When stars like our sun die, they turn themselves inside out in a gory, grisly display of fundamental elements. Despite the carnage it winds up being a pretty sight, creating the beautiful planetary nebulae.
But for stars bigger than the sun, they go out with a bang.
The problem is fusion. That’s how stars get their energy. Right now our sun is burning through several mountains’ worth of hydrogen every single second, leaving behind helium. As it ages, it will turn to burning that helium, producing carbon and oxygen. Not giving up quite yet, it will fuse that carbon and oxygen into silicon, magnesium, and iron.
And it turns out that iron is the end of the fusion line.
Once iron appears in the core of a giant star, you’re only minutes away from a Type-II (also known as “core collapse”, but that’s giving away the ending) supernova.

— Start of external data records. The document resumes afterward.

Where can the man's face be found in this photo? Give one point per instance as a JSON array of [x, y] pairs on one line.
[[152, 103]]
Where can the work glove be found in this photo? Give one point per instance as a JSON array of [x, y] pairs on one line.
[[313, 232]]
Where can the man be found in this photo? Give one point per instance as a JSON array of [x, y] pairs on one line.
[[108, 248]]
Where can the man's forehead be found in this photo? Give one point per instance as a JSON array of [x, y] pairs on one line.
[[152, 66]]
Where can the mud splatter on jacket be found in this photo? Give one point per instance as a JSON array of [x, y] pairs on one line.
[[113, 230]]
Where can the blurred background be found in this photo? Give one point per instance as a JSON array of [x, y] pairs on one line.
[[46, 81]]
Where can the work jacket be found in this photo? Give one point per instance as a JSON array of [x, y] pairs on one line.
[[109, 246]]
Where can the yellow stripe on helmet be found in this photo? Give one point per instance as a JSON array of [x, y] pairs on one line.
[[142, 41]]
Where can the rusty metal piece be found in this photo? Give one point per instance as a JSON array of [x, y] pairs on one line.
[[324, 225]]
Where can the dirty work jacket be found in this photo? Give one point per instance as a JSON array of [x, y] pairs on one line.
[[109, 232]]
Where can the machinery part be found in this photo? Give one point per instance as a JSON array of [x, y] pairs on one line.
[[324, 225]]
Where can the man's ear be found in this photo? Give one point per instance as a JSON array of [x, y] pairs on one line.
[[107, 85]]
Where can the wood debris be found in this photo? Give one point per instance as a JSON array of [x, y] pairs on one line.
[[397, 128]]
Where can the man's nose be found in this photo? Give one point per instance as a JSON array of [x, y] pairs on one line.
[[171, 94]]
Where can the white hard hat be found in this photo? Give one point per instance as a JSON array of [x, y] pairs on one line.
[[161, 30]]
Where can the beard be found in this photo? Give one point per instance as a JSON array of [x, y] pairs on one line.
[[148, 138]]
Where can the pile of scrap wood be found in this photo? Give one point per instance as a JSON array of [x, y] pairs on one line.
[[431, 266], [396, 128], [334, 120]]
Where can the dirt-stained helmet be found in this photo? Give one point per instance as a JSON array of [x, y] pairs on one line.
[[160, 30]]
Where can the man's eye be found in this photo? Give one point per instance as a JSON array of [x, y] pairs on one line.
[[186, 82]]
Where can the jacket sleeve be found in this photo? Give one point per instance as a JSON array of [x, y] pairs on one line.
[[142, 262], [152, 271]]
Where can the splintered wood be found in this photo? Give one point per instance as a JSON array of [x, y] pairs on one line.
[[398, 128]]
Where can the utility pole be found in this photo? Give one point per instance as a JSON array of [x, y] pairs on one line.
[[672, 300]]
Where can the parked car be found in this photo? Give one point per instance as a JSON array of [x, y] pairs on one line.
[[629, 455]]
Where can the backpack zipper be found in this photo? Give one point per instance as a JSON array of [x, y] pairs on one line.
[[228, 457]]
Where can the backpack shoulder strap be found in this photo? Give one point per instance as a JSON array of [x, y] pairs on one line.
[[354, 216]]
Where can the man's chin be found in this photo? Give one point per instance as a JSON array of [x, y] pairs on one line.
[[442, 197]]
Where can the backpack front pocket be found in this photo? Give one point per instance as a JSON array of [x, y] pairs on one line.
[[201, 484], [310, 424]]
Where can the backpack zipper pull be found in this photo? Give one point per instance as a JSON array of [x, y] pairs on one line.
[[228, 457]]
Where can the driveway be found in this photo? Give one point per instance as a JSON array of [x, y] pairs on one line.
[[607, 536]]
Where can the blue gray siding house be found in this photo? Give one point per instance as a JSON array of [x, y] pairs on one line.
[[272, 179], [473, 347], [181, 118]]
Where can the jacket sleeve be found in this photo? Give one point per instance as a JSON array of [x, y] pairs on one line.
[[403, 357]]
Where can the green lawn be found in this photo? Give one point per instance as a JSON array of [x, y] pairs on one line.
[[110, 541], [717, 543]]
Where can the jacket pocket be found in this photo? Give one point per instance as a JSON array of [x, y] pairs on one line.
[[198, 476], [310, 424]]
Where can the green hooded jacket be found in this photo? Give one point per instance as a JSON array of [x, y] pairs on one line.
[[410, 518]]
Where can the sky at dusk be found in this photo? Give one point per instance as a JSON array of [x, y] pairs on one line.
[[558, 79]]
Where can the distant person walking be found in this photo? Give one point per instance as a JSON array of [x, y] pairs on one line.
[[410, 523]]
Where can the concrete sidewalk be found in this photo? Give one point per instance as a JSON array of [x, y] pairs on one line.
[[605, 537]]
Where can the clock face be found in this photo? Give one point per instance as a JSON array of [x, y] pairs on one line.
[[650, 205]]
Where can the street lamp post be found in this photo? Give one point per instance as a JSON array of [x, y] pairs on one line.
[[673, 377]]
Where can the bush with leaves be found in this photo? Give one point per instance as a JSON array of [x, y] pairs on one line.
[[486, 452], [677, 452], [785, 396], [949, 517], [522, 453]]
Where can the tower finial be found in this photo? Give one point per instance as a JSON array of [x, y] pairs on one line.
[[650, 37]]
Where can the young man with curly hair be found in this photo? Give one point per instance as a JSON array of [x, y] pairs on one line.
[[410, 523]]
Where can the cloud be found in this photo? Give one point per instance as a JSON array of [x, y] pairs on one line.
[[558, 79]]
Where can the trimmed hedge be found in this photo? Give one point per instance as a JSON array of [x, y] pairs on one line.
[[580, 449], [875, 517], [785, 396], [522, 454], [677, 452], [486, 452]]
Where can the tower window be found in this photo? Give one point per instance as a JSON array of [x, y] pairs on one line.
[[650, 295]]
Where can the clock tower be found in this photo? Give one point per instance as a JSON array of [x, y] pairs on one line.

With each successive generation of heavier elements, the fusion rates happen faster and faster. That’s because the heavier elements yield less energy than their lighter cousins, and so the crushing gravity of the star’s own weight cranks up the intensity.
But fusing iron doesn’t release energy. It takes energy.
As soon as the iron core develops, the rug has been pulled out from underneath the star. All the surrounding material crushes into that tiny core at a healthy fraction of the speed of light. That material slams into the core with such a force that electrons get shoved inside protons, turning the whole core of iron into a giant ball of neutrons.
That ball of neutrons (properly called a “proto-neutron star”) can, temporarily at least, resist the continued collapse. So all that material bounces off the core, triggering a shockwave.
And a big, big boom.
A Type-II supernova.
Supernova types are spectral types. Type II SNe spectra are characterized by the presence of strong Hydrogen emission lines. That’s it.
What you’ve described here is the theoretical model (strongly supported by SN 1987a) for the progenitor of several types of SNe II being a massive (> 8 solar masses) star that has evolved to the point of producing an iron core. It is also worth noting that such massive stars can produce type I supernovae if they have shed most of their hydrogen outer atmosphere prior to core collapse.
I know it has become popular to conflate the spectral types with their progenitors, but there is a difference and professionals should be careful to distinguish among matters.